Bayesian A/B Testing — v2.0 (Sequential Decision Engine)

A Bayesian A/B testing system that treats experimentation as a sequential decision-making problem, rather than a one-time statistical inference task.

v1.0 Baseline

v1.0 implemented a Bayesian A/B testing baseline using a Beta–Binomial model. It focused on posterior inference for conversion rates and provided quantities such as the probability that variant B outperforms A, expected lift, and credible intervals.

This established a solid inferential foundation, but it remained a static analysis: it did not address how experiments should be evaluated sequentially or when a decision should be made in practice.

The Problem

Most A/B testing implementations focus on static inference: they estimate conversion rates after collecting a fixed amount of data.

This approach has two major issues in practice:

Experiments often run longer than necessary, wasting traffic and time.
Statistical significance does not guarantee practical or business relevance.

v1.0 of this project addressed Bayesian inference, but it did not answer the key operational question:

“When should we stop the experiment, and what should we do next?”

What Changed in v2.0

v2.0 upgrades the system from a static Bayesian analysis to a sequential decision engine.

Key changes:

The experiment is evaluated day by day, not only at a fixed horizon.
Decisions are made explicitly using Bayesian decision principles.
The system can stop early when further data collection is no longer useful.

Instead of reporting only probabilities or intervals, v2.0 outputs one of three actions:

SHIP_B — roll out the treatment
STOP — stop the experiment and keep the control
CONTINUE — collect more data

Decision Semantics

Variant A (control) is assumed to be the default.
The system only ships B if evidence is strong and risk is acceptable.
Otherwise, the experiment is stopped and A is kept by default.

This reflects common industry experimentation practice.

How v2.0 Makes Decisions

The decision engine combines three ideas:

1. Bayesian Updating

Conversion rates are modeled using a Beta–Binomial model, allowing exact and fast posterior updates as new data arrives.

2. Practical Significance (ROPE)

Small effects may be statistically real but operationally irrelevant.
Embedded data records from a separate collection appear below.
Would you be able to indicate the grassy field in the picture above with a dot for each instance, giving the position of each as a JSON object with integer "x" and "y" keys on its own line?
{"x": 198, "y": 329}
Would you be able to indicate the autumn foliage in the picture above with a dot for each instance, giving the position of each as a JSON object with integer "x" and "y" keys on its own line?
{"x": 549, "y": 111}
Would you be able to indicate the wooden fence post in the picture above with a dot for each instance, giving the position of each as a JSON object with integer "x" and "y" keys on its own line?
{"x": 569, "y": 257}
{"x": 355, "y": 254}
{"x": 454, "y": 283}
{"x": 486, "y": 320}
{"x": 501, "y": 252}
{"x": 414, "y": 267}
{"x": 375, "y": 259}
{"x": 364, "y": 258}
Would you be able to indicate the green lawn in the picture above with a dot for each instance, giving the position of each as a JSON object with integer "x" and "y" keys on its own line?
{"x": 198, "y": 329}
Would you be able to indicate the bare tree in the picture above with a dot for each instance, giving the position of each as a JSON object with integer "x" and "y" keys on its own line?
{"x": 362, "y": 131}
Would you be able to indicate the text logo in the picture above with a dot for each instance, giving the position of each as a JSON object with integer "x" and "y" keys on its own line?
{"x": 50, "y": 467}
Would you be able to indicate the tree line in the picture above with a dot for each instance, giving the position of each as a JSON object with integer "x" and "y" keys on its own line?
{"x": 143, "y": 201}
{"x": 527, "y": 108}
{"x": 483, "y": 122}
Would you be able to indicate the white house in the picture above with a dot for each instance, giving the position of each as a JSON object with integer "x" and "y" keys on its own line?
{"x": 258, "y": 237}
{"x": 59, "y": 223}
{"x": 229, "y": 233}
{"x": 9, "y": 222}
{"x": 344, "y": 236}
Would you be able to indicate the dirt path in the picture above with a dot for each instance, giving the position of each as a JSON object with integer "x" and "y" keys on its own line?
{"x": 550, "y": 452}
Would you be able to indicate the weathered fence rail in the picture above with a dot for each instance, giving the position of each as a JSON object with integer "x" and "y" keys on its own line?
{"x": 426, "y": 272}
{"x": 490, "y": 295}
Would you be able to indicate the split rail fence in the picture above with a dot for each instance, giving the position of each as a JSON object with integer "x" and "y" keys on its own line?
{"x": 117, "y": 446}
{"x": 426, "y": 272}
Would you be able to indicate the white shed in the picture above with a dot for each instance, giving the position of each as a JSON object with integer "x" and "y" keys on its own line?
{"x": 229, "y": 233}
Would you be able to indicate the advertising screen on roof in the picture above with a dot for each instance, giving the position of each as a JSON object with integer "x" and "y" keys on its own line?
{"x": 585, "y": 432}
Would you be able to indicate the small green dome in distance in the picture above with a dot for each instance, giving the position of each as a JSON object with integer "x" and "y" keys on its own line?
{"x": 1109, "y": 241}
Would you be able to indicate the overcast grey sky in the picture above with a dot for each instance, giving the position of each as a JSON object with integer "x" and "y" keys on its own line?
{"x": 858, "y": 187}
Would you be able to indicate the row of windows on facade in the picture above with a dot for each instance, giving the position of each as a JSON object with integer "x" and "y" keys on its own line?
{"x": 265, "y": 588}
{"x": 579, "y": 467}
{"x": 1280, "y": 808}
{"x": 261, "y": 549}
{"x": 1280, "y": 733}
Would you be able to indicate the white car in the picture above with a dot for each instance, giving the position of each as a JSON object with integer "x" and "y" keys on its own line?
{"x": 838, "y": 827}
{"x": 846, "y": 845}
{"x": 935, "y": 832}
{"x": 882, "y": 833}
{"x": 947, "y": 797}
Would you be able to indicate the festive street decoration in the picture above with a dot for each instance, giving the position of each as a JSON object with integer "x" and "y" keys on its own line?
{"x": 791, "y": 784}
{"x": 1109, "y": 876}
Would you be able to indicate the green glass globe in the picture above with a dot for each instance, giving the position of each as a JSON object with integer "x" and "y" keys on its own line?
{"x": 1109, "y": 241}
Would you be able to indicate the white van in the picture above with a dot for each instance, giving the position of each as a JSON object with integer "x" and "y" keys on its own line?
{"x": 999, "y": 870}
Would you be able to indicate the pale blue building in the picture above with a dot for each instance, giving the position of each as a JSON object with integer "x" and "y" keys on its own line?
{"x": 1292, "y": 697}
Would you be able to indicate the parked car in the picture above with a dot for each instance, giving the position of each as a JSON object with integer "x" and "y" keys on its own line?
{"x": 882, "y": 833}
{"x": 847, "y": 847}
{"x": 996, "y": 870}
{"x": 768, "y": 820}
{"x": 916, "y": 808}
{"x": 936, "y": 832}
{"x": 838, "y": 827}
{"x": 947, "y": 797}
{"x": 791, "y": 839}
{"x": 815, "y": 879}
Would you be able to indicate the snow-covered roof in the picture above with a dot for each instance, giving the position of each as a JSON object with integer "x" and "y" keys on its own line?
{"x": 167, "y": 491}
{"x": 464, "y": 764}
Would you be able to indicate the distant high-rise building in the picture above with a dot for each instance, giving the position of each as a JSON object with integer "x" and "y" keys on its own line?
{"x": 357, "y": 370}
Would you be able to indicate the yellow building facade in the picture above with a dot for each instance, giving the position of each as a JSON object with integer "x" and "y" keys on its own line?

A Region of Practical Equivalence (ROPE) is used to distinguish meaningful improvements from noise.

3. Risk Awareness (Expected Loss)

Before shipping a variant, the system estimates the expected loss if the decision were wrong. This prevents premature rollouts when uncertainty is still costly.

A decision is made only when confidence is high and downside risk is acceptable.

Demo

The notebook v2.0_demo.ipynb demonstrates the system in action.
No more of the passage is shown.